■大迫勇也を外した時点で想定内だったが……

 そのうえで言うと、4-2-3-1が機能しないことが気になる。チームの主戦術となるはずのシステムを、かくも早い時間で変更してしまう──それでいいのだろうか。

 W杯の出場各国を見ても、ファーストチョイスのシステムが固まっており、必要に応じてオプションを採用している。システムは変えずに、選手交代で変化を加えるチームも多い。

 それに対して日本は、主戦術の4-2-3-1でプレーしている時間帯にチームが機能していない。ドイツ戦もコスタリカ戦も、前半のパフォーマンスが良くないのだ。

 日本の4-2-3-1は、守備の局面では4-4-2になる。3ラインをコンパクトに保つことを前提として、守備の穴を作りにくいシステムだ。

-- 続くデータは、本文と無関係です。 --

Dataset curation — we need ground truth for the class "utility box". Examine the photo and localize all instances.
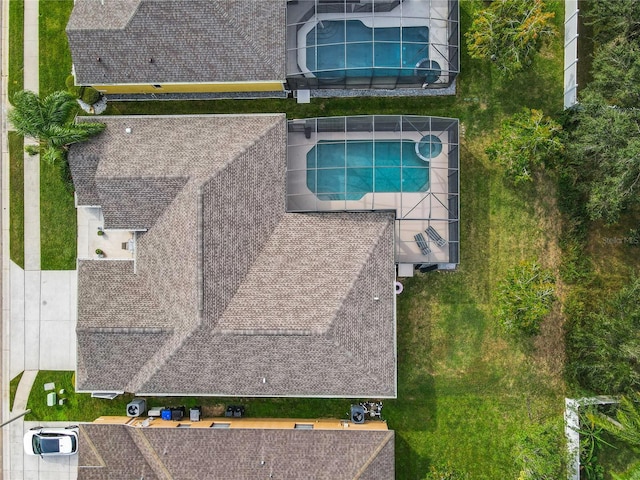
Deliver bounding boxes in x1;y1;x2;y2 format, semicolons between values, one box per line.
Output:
127;398;147;417
189;407;202;422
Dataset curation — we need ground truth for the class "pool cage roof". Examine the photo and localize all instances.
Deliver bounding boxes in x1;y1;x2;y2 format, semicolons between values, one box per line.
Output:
286;0;460;89
286;115;460;268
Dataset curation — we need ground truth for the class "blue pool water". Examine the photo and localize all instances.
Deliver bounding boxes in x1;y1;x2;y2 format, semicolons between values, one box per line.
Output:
307;140;429;200
306;20;440;77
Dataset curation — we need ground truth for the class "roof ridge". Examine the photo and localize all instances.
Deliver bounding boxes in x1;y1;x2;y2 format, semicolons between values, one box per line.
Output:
353;431;393;480
124;426;173;480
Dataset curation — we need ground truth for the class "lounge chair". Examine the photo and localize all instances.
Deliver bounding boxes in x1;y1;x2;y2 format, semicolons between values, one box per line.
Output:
424;225;447;247
413;233;431;255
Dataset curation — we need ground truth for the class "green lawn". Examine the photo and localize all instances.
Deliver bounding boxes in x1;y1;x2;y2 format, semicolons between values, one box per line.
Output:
39;0;73;97
7;0;24;100
9;372;24;411
9;132;24;268
29;1;567;480
39;0;77;270
40;161;77;270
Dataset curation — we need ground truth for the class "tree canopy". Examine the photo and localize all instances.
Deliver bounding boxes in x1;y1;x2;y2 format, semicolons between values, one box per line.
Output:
486;108;563;184
587;37;640;107
567;278;640;394
465;0;555;77
566;96;640;223
586;0;640;43
8;90;105;161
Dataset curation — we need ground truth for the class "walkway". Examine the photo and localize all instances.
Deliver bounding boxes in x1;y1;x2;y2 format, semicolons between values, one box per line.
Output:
2;0;77;480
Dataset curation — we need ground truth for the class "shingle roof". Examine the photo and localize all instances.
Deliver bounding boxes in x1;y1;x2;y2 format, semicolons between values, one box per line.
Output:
67;0;286;85
78;424;394;480
69;115;396;397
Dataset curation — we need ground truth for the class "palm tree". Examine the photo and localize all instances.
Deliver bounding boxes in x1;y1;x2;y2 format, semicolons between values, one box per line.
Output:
8;90;105;162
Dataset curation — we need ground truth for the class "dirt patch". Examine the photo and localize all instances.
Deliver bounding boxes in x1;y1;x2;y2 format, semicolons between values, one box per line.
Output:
534;175;566;382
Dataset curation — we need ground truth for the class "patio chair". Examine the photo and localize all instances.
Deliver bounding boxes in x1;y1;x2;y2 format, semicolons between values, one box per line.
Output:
425;225;447;247
413;233;431;255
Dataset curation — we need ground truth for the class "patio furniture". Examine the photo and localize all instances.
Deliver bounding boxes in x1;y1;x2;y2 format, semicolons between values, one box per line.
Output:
425;225;447;247
413;233;431;255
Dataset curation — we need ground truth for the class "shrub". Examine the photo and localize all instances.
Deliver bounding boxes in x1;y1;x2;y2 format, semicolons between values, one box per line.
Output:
495;262;555;335
515;423;566;480
64;75;82;98
567;278;640;394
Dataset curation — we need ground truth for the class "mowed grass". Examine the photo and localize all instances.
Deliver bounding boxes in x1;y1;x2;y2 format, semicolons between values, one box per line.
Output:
36;1;565;480
39;0;73;97
9;132;24;268
40;161;77;270
39;0;77;270
7;0;24;101
9;372;24;411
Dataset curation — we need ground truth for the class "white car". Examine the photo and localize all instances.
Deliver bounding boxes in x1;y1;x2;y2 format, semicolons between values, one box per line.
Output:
24;425;78;457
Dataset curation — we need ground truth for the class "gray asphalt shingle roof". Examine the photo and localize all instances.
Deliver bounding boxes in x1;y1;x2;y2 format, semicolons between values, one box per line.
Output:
69;114;396;397
78;424;394;480
67;0;286;85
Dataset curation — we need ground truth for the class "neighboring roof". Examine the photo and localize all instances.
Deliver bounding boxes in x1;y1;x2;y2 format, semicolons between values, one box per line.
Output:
69;114;396;397
67;0;286;85
78;424;394;480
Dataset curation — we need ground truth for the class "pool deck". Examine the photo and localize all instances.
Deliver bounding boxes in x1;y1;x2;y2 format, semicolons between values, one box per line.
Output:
287;127;450;264
287;0;449;83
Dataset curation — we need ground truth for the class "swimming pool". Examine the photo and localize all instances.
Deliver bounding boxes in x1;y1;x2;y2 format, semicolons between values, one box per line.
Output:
307;140;439;200
306;20;441;79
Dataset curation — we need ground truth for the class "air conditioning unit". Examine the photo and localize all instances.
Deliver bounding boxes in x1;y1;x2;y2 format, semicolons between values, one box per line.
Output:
127;398;147;417
351;405;367;423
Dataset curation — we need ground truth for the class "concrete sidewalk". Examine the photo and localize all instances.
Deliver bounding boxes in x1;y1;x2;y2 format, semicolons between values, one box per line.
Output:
2;0;77;480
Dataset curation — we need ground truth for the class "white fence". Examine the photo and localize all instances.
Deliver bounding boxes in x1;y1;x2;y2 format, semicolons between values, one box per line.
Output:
564;0;579;108
564;398;619;480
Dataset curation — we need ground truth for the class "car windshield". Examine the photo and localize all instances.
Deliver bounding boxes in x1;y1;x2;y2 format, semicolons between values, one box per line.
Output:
33;435;60;454
31;435;42;454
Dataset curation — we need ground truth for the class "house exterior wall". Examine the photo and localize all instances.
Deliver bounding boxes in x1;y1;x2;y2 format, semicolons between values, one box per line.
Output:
92;80;285;95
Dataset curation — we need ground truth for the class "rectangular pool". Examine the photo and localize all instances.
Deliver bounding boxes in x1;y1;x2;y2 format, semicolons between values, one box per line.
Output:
307;140;429;200
306;20;429;77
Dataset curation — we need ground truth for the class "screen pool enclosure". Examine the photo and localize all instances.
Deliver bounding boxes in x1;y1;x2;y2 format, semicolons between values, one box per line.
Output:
287;0;459;89
286;115;459;265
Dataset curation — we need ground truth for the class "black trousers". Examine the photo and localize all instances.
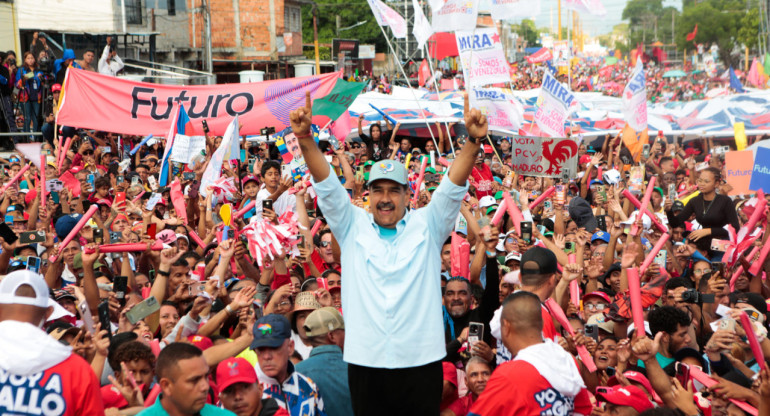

 一方で、攻撃がいまひとつ機能していない。大迫勇也を外したところから想定内だったものの、コスタリカ戦のトップ上田綺世は前線で起点になりきれなかった。起点になった場面もあったが、散発的だった。

 4-2-3-1と3-4-2-1のどちらがスムーズなのかを問えば、今回のW杯では明らかに後者である。そして、4-2-3-1と同様に3-4-2-1にも、26人の選手を無理なく当てはめることができる。

 コスタリカ戦を3-4-2-1からスタートしていれば、交代カードが変わっていただろう。長友佑都ではなく伊藤洋輝を最初から起用していれば、攻撃のカードをもう一枚切ることができた。1点を追いかける展開になったところで、町野修斗を前線に加えることができた。

 グループステージ最終戦で対戦するスペインは、紛れもない強敵だ。ドイツ戦やコスタリカ戦のように、前半のパフォーマンスが芳しくないと、確実に傷を負う。ターンオーバーを前提としたスタメンだけでなく、スタート時のシステムも考えるべきだ。